IT WAS GREAT TO SEE CONTRACTORS AND FOREST OWNERS GETTING together last month to thrash out ideas on how to improve the training of young recruits and existing workers on modern complex machinery, as covered in this issue of NZ Logger.
But let’s not get too far ahead of ourselves.
The idea of bringing back the Training Crew concept and ramping up technology tuition is very worthy, and it certainly answers a need. Contractors are far too busy and their resources stretched to the point where it is difficult for them to effectively provide this sort of training within their crew structures these days.
It is going to take time and a fair amount of investment to establish a network that enables contractors throughout the country to tap into the proposed training resources, and it deserves all our support.
However, it doesn’t solve the issue of selling forestry as an attractive employment option to young people (and even older ones) who might never have considered it in the past.
We desperately need a coordinated and fully funded recruitment programme built around an ongoing marketing strategy/awareness campaign to sell forestry as a rewarding career path for motivated recruits. We don’t just want bums on seats, we want people with brains and a desire to do a good job and get ahead.
We’re not alone, of course. Other industries are finding it difficult to recruit people: ie truck drivers, builders, engineers, teachers, nurses et al. And in many respects, we’re fishing in the same talent pool.
We need to establish a point of difference and inject some excitement into the idea of working in the forest with really cool technology and in an industry that can provide New Zealand – and the world – with advanced products that will answer many of our future requirements.
How do we go about that?
This is an issue that should be driven by the industry as a whole. We don’t only have shortages in harvesting and silviculture crews, but also in forest management, forest engineering, saw-milling, wood processing, transport and logistics. It’s widespread.
The role is something that would fit with WoodCo, the pan-industry body made up from organisations that represent most of those working in forestry.
WoodCo has funded promotional campaigns to benefit the whole industry in the past, but what is required is more than just billboards and adverts.

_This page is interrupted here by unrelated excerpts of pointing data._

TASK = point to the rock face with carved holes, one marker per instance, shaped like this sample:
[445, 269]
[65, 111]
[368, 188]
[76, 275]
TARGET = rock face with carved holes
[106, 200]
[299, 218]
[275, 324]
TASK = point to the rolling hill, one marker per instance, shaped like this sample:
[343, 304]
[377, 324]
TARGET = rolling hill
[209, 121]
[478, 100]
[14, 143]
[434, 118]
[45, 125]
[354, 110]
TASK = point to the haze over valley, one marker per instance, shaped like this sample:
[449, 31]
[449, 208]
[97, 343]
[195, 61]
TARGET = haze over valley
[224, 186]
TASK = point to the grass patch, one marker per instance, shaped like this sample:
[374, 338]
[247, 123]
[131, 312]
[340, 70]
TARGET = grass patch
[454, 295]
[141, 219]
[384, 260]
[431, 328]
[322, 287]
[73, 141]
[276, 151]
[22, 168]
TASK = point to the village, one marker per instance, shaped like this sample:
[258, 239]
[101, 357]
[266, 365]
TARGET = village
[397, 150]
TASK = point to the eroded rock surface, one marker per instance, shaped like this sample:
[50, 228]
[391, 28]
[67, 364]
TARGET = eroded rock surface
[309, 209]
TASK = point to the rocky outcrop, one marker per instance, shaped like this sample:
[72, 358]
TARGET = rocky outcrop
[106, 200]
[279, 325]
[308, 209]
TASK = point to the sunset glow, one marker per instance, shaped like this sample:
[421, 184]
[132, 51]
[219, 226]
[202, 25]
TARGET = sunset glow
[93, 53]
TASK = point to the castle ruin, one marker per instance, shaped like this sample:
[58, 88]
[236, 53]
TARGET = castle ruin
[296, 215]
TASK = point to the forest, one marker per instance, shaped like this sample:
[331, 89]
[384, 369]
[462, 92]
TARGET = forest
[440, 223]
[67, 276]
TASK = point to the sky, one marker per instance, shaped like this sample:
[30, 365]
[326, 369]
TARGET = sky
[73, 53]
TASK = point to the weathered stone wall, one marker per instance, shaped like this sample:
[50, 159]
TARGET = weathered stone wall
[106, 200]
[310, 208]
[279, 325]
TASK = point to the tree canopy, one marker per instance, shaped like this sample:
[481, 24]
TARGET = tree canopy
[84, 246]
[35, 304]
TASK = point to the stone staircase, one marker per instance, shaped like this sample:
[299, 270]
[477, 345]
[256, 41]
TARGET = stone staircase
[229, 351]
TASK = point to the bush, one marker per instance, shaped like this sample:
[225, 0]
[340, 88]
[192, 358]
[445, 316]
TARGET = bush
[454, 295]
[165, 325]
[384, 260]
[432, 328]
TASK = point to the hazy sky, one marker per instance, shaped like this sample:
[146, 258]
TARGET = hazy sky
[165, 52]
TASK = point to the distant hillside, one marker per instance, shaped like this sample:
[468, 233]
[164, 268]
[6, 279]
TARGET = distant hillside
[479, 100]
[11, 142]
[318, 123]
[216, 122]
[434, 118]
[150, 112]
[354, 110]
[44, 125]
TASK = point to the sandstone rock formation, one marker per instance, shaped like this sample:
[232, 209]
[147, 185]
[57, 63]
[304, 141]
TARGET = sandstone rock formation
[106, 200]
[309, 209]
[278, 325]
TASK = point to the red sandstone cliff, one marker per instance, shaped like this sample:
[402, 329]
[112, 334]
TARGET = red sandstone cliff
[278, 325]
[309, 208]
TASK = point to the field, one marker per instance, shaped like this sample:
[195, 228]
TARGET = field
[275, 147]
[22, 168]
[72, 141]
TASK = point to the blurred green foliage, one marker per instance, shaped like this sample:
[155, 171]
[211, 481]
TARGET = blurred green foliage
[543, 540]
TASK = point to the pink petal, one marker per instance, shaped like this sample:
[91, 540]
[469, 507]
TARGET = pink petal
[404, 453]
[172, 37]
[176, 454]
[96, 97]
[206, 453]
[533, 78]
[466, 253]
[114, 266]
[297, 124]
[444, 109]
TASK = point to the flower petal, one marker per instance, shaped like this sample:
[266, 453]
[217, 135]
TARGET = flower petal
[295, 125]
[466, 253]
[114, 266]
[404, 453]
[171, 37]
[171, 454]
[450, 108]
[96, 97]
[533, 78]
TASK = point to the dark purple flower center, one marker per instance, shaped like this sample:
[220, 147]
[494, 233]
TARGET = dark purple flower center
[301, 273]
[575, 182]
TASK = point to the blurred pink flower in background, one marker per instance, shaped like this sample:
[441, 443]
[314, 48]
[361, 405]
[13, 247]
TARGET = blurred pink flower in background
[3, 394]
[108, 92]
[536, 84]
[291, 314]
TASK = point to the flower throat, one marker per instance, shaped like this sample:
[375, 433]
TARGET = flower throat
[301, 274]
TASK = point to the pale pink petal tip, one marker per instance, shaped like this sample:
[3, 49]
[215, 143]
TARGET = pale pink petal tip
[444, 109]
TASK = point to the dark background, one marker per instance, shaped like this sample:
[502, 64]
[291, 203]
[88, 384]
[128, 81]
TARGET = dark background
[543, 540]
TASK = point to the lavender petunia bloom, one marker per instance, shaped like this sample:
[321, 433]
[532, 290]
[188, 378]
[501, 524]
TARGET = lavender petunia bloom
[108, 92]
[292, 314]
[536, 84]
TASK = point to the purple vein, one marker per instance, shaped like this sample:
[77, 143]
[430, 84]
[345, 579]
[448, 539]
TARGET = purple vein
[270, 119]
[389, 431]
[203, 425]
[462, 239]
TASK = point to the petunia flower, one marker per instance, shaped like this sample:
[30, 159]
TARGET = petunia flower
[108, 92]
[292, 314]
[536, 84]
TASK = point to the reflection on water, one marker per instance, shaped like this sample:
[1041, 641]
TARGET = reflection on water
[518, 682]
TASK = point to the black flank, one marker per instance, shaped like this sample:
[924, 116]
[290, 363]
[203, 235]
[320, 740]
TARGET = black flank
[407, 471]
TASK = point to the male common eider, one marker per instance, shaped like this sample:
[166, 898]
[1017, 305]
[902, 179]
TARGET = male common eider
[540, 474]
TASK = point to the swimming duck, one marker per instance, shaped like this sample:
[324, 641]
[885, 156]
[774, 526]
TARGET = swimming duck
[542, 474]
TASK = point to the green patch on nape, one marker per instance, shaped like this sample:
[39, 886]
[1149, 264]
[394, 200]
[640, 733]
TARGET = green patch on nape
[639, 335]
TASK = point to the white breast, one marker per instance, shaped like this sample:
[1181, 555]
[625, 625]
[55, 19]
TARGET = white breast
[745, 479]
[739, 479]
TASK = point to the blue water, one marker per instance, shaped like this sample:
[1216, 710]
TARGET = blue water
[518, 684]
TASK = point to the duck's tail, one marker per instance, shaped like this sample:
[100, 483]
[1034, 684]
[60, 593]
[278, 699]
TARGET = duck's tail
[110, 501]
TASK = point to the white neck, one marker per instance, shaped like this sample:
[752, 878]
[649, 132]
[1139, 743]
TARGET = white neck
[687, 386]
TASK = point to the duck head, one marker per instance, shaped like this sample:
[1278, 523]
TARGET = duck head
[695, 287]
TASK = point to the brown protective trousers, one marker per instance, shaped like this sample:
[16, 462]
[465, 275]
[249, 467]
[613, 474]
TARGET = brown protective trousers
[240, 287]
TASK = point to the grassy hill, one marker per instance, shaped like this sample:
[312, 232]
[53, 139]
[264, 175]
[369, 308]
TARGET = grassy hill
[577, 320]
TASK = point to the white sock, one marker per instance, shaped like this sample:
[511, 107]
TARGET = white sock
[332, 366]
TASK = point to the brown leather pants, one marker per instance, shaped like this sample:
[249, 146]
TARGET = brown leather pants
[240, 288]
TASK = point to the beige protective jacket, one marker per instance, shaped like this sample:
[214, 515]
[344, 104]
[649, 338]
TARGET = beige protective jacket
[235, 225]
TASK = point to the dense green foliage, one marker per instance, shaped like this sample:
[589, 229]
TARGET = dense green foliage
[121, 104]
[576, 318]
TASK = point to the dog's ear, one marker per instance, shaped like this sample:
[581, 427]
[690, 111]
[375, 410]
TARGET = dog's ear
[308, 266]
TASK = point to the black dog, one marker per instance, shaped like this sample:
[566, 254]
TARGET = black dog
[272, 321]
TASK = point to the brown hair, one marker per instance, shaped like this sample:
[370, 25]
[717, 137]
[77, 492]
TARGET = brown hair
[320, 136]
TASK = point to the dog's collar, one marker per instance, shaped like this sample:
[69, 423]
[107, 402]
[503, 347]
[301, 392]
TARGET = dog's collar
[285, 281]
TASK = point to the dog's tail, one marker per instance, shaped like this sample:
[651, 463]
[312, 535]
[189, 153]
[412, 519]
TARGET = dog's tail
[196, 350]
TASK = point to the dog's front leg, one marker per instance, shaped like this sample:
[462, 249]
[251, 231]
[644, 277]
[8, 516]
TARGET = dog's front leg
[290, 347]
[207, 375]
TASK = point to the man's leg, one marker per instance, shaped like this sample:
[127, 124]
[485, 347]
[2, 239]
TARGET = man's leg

We need a programme that draws on a wide variety of resources and coordinates activities around the country at a regional level, as well as a national one.
It can’t be a one-off. It has to be formulated to work over a number of years, because it is going to take a long time to gain traction and get results.
If we don’t do something to boost the number and quality of people coming into forestry, we face a long and continuing decline in the workforce. That’s not an acceptable option.